PEBBLE BEACH, CA (August 19, 2016) -- In a span of over a century, only 10 players had ever won the California Amateur Championship and the NCGA Amateur Match Play Championship in the same year.
San Jose resident Shintaro Ban is the latest to join the list.
The No. 2 seeded UNLV junior came scorching out of the gates and never let up, defeating Bellarmine High senior Eddy Lai, 10 and 9, in Friday’s 36-hole finale at Spyglass Hill. The list of players who’ve bagged both titles in one year includes Jack Neville (1913), Charles Seaver (1933), Michael Brannan (1976) and, most recently, PGA Tour member Spencer Levin (2004).
“It’s unreal. It means a lot,” said Ban, who commuted from his home to Spyglass Hill every day, leaving as early as 4 a.m. “I didn’t expect myself to win.”
In two of his tuneups for the championship–the Pacific Coast Amateur and Trans-Mississippi–Ban didn’t crack the top 20 in the final standings.

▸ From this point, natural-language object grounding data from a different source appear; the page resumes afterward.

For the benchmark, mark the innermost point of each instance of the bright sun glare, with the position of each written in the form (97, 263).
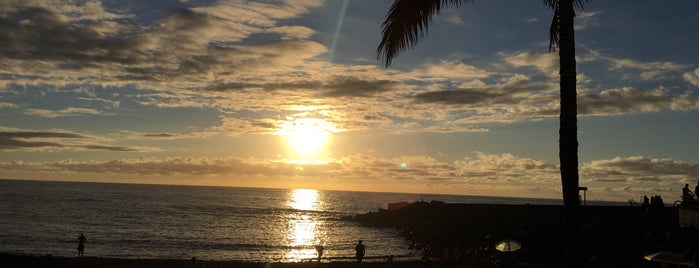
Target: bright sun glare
(307, 136)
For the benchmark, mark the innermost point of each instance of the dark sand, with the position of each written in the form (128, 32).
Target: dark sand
(614, 237)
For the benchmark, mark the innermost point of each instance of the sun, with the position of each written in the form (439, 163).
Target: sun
(307, 136)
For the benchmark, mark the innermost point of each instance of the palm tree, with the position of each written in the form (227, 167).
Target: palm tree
(407, 22)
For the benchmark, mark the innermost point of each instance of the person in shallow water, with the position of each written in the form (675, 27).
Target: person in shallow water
(359, 249)
(81, 244)
(319, 250)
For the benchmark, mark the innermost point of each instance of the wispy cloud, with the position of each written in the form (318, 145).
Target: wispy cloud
(611, 179)
(692, 77)
(35, 140)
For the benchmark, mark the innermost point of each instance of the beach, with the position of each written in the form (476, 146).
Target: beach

“It was a tough stretch. I just kept practicing hard,” Ban said. “As the week progressed here, I felt like I was more and more finding my game.”
He was certainly firing on all cylinders at the end. Through the first 13 holes of the morning portion, the 20-year-old went 6-under. After four straight birdies on holes No.10 through No.13, his lead quickly grew to 6-up. In the final nine holes of the afternoon, Ban went 1-under. Lai, the No.1 seed, wasn’t completely off his game, either. The fellow San Jose resident, who at age 17 was aiming to become the youngest champion ever, played his morning round at 2-over.
“I was just trying to stay within myself,” said Lai of the early onslaught. “I wasn’t executing my shots and he was just on fire. I’ll look back later and see how he played the course differently. It’s disappointing, but I’m proud of the way I played all week. I’ll take this and move on.”
Something had to give. Entering the finale, Lai had never trailed in his previous three matches. Ban came in having never trailed in his quarterfinals and semifinals wins.
The two have been close friends for years, having previously competed together on the Junior Tour of Northern California. Following stroke play qualifying, and after seeing they were in opposite brackets, the two joked about meeting in the final.
“It’s tough. We were trying to have fun, but in the end we also knew that only one of us was going to win,” Ban said.
Playing in his last event of the summer, Ban only trailed on three holes total over the five match play rounds. When he did have a slip, and even when he going good, there to help him was his caddie, friend Sissy Nichols.
“Sissy keeps me in it. Half the credit has to go to her,” Ban said. “She keeps me positive.”